In the example above, we added summaries for `features` and `last_layer_logits`. We can then use the [`SummaryReader`](https://training-api.cerebras.ai/en/latest/wsc/api/cerebras_pytorch/cstorch.html#cerebras.pytorch.utils.tensorboard.SummaryReader) API to load the summarized values of these tensors at a given step:

```python theme={null}
>>> import cerebras.pytorch as cstorch
>>> reader = cstorch.utils.tensorboard.SummaryReader("model_dir")
>>> reader.tensor_names()   # Grab all tensor summary names
['features', 'last_layer_logits']
>>> reader.read_tensor("features", 2)   # Load tensor "features" from step 2
TensorDescriptor(step=2, tensor=tensor([[2, 4],
        [6, 8]]), utctime='2023-02-07T05:45:29.017264')
>>> reader.read_tensor("non_existing", 100)   # Load a non-existing tensor
WARNING:root:No tensor with name non_existing has been summarized at step 100
```

`SummaryReader.read_tensor()` returns one or more `TensorDescriptor` objects. `TensorDescriptor` is a POD structure which holds:

* `step`: The step at which this tensor was summarized.

* `utctime`: The UTC time at which the value was saved.

* `tensor`: The summarized value.

Scalar summaries can be read in the same way.

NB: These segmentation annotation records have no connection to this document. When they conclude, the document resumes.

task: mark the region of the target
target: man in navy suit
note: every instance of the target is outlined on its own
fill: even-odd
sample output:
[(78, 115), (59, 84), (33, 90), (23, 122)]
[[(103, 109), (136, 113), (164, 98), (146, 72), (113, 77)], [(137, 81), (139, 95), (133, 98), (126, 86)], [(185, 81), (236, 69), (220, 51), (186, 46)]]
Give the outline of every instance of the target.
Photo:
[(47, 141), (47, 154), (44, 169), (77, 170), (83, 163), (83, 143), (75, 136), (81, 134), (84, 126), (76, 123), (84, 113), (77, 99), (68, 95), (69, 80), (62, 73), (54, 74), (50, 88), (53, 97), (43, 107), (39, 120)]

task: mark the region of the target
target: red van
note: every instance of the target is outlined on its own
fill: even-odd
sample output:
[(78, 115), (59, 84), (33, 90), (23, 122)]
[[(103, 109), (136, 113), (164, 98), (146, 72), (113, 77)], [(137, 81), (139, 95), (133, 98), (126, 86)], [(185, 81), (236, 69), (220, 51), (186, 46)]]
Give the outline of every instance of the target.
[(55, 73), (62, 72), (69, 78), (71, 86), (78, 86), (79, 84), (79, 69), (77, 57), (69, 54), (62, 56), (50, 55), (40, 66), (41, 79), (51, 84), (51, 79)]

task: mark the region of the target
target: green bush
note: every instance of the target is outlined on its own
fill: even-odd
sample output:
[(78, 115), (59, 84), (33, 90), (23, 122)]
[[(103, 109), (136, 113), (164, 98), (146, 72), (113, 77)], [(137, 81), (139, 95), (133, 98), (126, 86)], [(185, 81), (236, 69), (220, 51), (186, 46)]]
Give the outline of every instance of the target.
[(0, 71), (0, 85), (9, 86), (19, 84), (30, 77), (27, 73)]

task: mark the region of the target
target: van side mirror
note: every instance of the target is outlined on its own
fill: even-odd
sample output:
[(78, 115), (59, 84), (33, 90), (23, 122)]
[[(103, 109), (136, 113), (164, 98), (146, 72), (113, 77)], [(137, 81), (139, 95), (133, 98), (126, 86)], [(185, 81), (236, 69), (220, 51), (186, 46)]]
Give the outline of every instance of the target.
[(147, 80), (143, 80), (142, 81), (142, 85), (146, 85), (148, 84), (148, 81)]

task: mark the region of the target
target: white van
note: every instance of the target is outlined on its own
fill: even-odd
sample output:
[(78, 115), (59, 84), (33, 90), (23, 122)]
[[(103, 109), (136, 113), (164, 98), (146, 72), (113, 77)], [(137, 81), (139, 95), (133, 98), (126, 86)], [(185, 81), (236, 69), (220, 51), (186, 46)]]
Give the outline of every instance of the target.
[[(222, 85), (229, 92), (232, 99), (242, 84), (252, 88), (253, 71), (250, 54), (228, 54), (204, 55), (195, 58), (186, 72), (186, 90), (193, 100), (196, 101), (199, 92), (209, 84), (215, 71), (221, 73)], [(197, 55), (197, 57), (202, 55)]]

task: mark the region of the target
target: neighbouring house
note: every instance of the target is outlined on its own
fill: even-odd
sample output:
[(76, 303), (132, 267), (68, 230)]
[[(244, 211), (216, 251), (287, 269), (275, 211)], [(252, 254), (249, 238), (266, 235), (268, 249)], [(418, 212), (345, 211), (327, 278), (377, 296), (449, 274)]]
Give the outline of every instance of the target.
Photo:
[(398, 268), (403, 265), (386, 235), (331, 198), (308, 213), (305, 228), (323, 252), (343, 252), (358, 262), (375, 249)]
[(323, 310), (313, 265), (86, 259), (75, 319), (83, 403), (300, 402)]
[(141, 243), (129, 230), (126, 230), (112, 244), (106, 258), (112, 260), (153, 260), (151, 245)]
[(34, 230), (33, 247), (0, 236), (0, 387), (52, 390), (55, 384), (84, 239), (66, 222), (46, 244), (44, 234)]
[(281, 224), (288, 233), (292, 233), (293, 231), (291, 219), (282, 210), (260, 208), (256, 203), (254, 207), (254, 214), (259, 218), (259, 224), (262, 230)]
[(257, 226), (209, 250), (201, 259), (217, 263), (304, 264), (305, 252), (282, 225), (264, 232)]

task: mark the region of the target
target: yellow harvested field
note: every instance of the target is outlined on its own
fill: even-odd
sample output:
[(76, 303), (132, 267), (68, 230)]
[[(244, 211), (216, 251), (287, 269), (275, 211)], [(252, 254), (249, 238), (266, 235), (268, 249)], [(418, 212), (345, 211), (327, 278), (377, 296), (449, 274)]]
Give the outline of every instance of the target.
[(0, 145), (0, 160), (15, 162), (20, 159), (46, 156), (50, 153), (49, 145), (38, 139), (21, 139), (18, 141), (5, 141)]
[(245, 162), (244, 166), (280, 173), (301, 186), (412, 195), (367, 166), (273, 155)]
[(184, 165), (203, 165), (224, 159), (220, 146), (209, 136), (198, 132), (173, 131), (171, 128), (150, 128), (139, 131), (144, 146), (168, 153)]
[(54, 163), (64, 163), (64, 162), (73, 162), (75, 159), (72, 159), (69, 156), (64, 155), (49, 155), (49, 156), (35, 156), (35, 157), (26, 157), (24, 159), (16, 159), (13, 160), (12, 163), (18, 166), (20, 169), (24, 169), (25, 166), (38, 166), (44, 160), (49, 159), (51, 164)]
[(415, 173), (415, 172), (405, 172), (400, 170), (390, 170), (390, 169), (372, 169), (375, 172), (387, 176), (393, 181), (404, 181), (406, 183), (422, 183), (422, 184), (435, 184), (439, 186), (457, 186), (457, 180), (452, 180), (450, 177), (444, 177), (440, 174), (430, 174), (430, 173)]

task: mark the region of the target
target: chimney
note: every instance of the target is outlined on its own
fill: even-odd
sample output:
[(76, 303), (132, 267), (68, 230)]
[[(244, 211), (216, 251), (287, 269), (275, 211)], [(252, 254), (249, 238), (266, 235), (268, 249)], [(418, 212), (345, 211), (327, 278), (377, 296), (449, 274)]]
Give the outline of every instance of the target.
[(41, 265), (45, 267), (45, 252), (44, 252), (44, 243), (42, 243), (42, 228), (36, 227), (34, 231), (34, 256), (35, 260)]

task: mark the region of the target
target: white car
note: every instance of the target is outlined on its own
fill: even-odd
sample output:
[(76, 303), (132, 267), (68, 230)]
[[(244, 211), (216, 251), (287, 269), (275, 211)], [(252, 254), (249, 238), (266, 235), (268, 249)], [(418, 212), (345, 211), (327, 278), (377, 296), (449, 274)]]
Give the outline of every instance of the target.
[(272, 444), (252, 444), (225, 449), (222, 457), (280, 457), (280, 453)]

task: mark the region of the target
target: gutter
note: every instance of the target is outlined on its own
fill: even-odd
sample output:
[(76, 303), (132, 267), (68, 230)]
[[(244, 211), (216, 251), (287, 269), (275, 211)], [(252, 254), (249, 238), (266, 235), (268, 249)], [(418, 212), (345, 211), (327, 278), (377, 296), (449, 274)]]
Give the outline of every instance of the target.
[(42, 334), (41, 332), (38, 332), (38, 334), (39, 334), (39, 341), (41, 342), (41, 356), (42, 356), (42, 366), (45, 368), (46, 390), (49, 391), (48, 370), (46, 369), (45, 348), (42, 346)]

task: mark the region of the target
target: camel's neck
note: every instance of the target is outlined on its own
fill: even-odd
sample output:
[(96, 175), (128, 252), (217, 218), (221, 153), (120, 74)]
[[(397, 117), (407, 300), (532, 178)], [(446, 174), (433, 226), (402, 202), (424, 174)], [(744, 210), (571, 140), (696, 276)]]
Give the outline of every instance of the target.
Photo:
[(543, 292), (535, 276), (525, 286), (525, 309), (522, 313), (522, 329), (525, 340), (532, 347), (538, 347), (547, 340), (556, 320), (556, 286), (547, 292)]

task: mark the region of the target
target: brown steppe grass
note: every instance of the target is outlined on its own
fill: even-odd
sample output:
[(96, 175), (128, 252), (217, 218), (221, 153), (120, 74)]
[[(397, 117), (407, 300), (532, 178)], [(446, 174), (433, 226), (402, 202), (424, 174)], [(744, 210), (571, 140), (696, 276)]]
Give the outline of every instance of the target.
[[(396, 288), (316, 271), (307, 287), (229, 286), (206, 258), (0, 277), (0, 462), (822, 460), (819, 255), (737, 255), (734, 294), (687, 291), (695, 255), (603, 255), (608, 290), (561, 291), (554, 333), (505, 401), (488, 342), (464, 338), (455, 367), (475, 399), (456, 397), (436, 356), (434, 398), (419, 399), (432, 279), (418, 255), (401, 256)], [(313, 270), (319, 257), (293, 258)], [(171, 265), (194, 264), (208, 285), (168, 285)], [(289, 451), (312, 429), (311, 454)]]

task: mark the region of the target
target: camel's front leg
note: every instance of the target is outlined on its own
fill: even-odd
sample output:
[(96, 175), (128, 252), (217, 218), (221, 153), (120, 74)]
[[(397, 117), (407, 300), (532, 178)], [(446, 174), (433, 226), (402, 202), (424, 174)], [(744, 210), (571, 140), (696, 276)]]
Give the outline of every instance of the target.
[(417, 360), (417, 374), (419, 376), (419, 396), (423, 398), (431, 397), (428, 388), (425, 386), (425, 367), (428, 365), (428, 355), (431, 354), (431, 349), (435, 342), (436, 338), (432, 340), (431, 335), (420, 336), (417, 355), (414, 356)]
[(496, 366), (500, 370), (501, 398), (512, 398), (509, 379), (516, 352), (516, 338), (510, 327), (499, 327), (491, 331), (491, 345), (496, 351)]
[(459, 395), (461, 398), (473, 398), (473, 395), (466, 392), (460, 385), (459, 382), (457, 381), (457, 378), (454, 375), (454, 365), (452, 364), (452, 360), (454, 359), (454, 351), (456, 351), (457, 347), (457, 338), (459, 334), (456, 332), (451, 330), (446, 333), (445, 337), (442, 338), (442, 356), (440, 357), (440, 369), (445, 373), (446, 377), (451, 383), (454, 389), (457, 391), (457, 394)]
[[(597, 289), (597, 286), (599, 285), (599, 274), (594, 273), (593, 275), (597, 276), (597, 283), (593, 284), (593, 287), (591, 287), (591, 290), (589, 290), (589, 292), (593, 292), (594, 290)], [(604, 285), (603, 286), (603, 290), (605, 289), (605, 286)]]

### Best Practices for Large Tensors

When using `summarize_tensor` to dump large tensors, there are some memory considerations to keep in mind:

**Host Memory Issues**

If Chief (CHF) or Coordinator (CRD) hosts crash due to running out of memory when dumping large tensors, consider increasing the memory allocated to those hosts using the following flags:

* `csx.debug.chf_memory_gi `
* `csx.debug.execute_crd_memory_gi`

**Activation Host Memory Issues**

When Activation hosts crash due to running out of memory, set the following INI parameter to 0:

* `ws_rt_acth_async_cp_threshold = 0`

Here is an example of setting this INI parameter in a config YAML file:

```yaml theme={null}
trainer:
  init:
    callbacks:
      - GlobalFlags:
          csx.debug.ini:
            ws_rt_acth_async_cp_threshold: 0
```

For a complete example of how to set INI parameters, see [this sample config file](https://github.com/Cerebras/monolith/blob/6808e41a4dfd35ea3b3605a44aad3e6e083fbebf/src/models/src/cerebras/modelzoo/models/nlp/gpt2/configs/gns/gpt2_tiny_1M_gns-linear.yaml#L29-L33).

### Limitations

Adding tensor summaries may change how the graph is lowered and can create a different compile. This is because marking a tensor as an output may prevent it from being pruned out in certain operation fusions. From an overall computation standpoint, however, the graphs should be identical. The only difference is how the computation is represented.

## Conclusion

The ability to summarize scalars and tensors in a PyTorch model offers invaluable insights into the training process, allowing for the tracking and visualization of various values of interest. By leveraging the `SummaryWriter` and `DataExecutor` classes, along with the `summarize_scalar` and `summarize_tensor` APIs, users can effectively log and monitor key metrics and tensor values throughout the training lifecycle. These summaries not only aid in the immediate analysis and debugging of models but also facilitate long-term monitoring and evaluation of model performance over time. With the added functionality to retrieve and inspect these summarized values post-run, practitioners are equipped with a comprehensive toolset to optimize and refine their models, enhancing the overall efficiency and effectiveness of their training workflows in PyTorch.